WPP forecasts AI search ads to become fastest growing channel in advertising

ChatGPT has been running ads for less than six months, but it’s fueling a category expected to capture almost 40% of search revenue and generate $100 billion in revenues by the end of this decade.

WPP’s latest ad spend forecasts, published today (June 16) highlight AI search as the fastest growing investment area in advertising.

While the category will account for just 1.9% of search ad revenue this year ($301 million), that’s set to rise to 39.2% by 2031, according to its regularly published forecasts, which include AI search estimates for the first time. Total search revenue will make up 21.8% of total global ad revenue this year.

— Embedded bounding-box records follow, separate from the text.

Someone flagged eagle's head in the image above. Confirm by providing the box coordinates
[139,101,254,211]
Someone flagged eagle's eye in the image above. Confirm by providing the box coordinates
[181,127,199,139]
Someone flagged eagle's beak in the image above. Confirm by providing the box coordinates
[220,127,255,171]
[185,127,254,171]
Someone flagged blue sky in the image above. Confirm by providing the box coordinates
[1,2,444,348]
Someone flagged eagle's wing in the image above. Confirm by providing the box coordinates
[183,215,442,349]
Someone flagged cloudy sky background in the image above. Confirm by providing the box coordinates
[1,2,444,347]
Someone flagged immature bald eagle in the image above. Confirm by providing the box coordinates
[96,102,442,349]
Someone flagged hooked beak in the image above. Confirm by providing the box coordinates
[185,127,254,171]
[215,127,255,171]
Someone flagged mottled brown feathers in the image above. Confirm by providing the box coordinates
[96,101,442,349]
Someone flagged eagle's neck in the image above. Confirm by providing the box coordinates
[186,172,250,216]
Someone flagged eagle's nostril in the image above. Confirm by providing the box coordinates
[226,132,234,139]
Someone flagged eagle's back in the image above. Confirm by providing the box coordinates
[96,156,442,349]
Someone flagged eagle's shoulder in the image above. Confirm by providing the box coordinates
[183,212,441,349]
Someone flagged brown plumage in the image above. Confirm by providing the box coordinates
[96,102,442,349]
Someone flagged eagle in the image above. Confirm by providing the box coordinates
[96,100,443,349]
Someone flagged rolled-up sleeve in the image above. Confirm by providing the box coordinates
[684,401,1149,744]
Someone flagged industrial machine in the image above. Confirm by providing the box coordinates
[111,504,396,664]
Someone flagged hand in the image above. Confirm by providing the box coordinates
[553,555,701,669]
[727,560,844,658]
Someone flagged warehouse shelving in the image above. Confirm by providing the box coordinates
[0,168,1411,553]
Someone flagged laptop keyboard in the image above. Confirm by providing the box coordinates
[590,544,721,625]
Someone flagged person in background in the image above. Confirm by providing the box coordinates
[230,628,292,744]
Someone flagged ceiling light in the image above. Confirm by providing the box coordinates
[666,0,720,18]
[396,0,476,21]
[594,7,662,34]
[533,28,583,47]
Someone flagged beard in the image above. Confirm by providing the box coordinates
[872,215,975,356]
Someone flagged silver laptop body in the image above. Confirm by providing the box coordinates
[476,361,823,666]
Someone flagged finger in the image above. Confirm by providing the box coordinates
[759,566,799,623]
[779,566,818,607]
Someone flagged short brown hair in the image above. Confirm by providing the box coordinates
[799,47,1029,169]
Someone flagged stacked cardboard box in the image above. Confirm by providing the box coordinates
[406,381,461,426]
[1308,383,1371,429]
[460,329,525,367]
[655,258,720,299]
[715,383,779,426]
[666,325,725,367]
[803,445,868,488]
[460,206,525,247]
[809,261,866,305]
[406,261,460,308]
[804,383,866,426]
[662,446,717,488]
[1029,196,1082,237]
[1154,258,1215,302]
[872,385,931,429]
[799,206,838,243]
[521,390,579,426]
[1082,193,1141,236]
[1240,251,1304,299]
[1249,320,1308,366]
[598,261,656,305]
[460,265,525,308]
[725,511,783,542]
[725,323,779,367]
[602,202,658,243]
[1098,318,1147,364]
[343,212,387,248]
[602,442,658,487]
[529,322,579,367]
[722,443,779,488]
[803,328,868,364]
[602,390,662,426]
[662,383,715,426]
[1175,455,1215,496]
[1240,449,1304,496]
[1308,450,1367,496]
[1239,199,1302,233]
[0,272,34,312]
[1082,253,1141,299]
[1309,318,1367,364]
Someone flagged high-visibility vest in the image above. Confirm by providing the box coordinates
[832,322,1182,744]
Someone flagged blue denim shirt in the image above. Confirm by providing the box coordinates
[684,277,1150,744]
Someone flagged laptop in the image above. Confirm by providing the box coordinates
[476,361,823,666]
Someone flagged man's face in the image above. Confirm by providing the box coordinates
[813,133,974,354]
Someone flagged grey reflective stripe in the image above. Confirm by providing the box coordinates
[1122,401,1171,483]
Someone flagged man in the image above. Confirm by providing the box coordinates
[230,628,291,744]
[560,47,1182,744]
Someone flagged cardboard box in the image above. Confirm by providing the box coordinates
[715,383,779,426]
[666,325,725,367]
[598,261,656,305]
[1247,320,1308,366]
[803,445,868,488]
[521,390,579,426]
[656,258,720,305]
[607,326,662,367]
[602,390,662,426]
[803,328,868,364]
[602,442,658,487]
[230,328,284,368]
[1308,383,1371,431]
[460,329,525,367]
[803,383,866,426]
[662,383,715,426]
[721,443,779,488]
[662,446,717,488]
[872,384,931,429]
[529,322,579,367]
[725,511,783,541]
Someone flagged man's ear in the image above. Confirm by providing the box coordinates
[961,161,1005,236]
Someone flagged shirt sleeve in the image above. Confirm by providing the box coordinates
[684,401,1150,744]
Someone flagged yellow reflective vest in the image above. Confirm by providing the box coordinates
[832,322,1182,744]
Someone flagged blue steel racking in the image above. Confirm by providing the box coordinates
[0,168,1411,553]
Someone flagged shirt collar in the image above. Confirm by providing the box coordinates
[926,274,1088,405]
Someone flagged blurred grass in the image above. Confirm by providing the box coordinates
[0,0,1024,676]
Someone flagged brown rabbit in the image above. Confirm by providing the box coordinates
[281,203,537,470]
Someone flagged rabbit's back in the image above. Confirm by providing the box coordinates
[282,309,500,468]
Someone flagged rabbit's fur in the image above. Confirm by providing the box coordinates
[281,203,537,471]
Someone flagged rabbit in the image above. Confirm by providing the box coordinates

Though more conservative than OpenAI’s prediction that it could net $100 billion in revenue by 2030, WPP Media’s global president of business intelligence Kate Scott-Dawkins said advertisers would likely transfer both “traditional” search spending and e-commerce budgets into generative AI ad options.

“It might capture a larger share of incremental growth than other channels, because it’s new and it’s exciting,” she said. “Some of it transitions from traditional search. Some of it potentially contributes to a deceleration within commerce. All of those together are going to help build that race to $100 billion.”

WPP Media’s estimate is subject to several variables, most related to how Google develops and evolves its search business. Currently, there’s no way for brands to buy only ad space adjacent to AI Overviews, for example, or for them to exclude the format. “It’s an exercise in modelling an abstraction of reality. But it’s a good line in the sand,” said Scott-Dawkins.

The U.S. currently dominates AI search, accounting for 60% of global AI ad spend. But as more consumers adopt AI tools, and OpenAI and Google bring their ad-supported AI experiences to more markets (ChatGPT ads have been available in the U.K. for a fortnight), investment is expected to pick up further, she added.

“Appetite for paid advertising in the generative search space is certainly there — brands are as equally keen to stake a claim in ‘new’ digital real estate before their competitors do as they are to find sources of incremental revenue,” said John Barham, managing partner at performance agency Roast.

Another forecast, also published today by media consultancy Madison & Wall, estimated that search would account for 9.3% of growth in global ad revenue this year, rising to $298 billion, making it the third-fastest growing channel behind social and commerce. The consultancy estimated that spending on television, audio, direct mail and publishing would all decline this year.

“For advertisers, the appeal is context. AI search can understand far more than a traditional keyword query: the conversation, the user’s intent, the decision criteria and, over time, potentially broader personal-agent signals,” said Andy Arnett, head of search at Incubeta, a media agency currently running campaign tests on ChatGPT. “That should make each impression more valuable, because ads can be more relevant, more useful and closer to the point of decision.”

In broader strokes, WPP Media forecasted that global ad revenue would climb 8.9% in 2026; Madison & Wall estimated 8.3%. Neither estimate registered a significant downturn or fall in spending associated with geopolitical concerns.

“It’s not totally irrational,” said Luke Stillman, managing director at Madison & Wall. “But it’s still surprising that every marketer is just ignoring all the potential headwinds out there and spending.”

Despite rosy predictions for ad spend growth this year, Madison & Wall project a gradual slowdown in annual growth — to 5% by 2028, compared with the 10% estimated in 2025 — into the next decade as key channels mature. “We expect the whole market to slow over the next few years,” said Stillman.

Arnett cautioned that generative AI search spending was not guaranteed to grow, especially once marketers get used to ChatGPT’s new car smell. “A major scandal around unsafe AI answers would slow spend quickly,” he said. “For OpenAI in particular, the challenge is proving that advertisers can track, optimize and scale performance without compromising brand safety or user trust.”